An HTCondor pool is horizontally scalable to hundreds of thousands of execute cores running a similar number of running jobs, and an even larger number of idle jobs. HTCondor is also scalable down to run an entire pool on a single machine, and many scales between these two extremes.
HTCondor, by default, uses strong authentication and encryption on the wire. The HTCondor worker node scratch directories can be encrypted, so that if a node is stolen or broken into, scratch files are unreadable.
- Parallelization without Reimplementation or Redesign
HTCondor is able to run most programs which researchers can run on their laptop or their desktop, in any programming language, such as C, Fortran, Python, Julia, Matlab, R or others, without changing the code. HTCondor will do the work of running your code as parallel jobs, so it is not necessary to implement parallelism in your code.
- Portability and Heterogeneity
HTCondor runs on most Linux distributions and on Windows. A single HTCondor pool can support machines of different OSes. Worker nodes need not be identically provisioned – HTCondor detects the memory, CPU cores, GPUs and other machine resources available on a machine, and only runs jobs that match their needs to the machine’s capabilities.
- Pools of Machines can be Joined Together
Flocking allows jobs submitted from one pool of HTCondor machines to execute on another authorized pool.
- Jobs Can Be Ordered
A set of jobs where the output of one or more jobs becomes the input of one or more other jobs, can be defined, such that HTCondor will run the jobs in the proper order, and organize the inputs and outputs properly. This is accomplished with a directed acyclic graph, where each job is a node in the graph.
- HTCondor Can Use Remote Resources, from a Cloud, a Supercomputer Allocation, or a Grid
Glidein allows jobs submitted to HTCondor to be executed on machines in remote pools in various locations worldwide.
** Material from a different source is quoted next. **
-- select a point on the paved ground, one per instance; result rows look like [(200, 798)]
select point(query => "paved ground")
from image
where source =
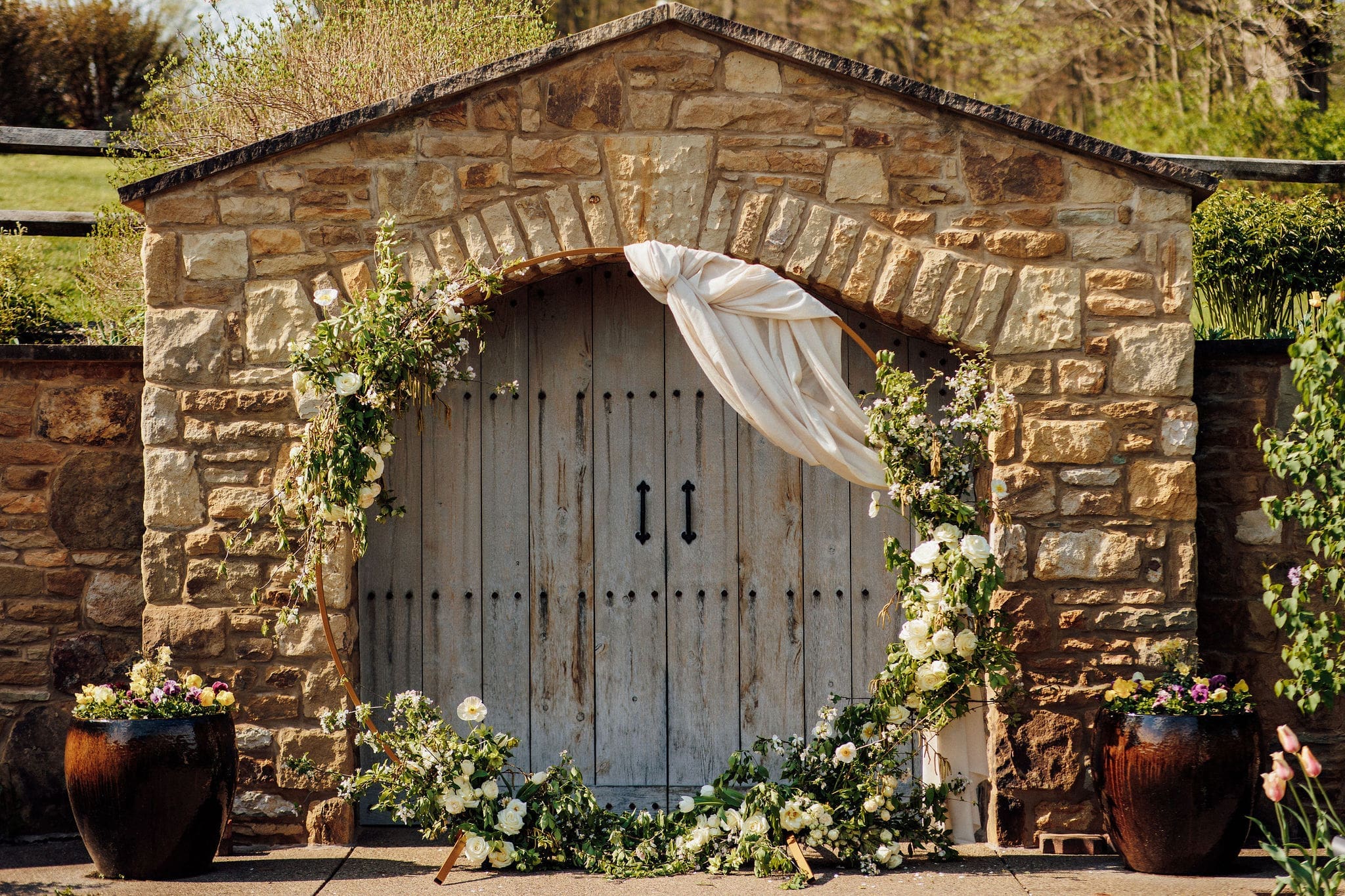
[(396, 863)]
These remote pools can be in one or more clouds, in an allocation on a HPC site, in a different HTCondor pool or on a compute grid.
- Sensitive to the Desires of Machine Owners
The owner of a machine has complete priority over the use of the machine. HTCondor lets the machine’s owner decide if and how HTCondor uses the machine. When HTCondor relinquishes the machine, it cleans up any files created by the jobs that ran on the system.
- Flexible Policy Mechanisms
HTCondor allows users to specify very flexible policies for how they want jobs to be run. Conversely, it independently allows the owners of machines to specify very flexible policies about what jobs (if any) should be run on their machines. Together, HTCondor merges and adjudicates these policy requests into one coherent system.
The ClassAd mechanism in HTCondor provides an expressive framework for matchmaking resource requests with resource offers. Users can easily request both job requirements and job desires. For example, a user can require that their job must be started on a machine with a certain amount of memory, but should there be multiple available machines that meet that criteria, to select the one with the most memory.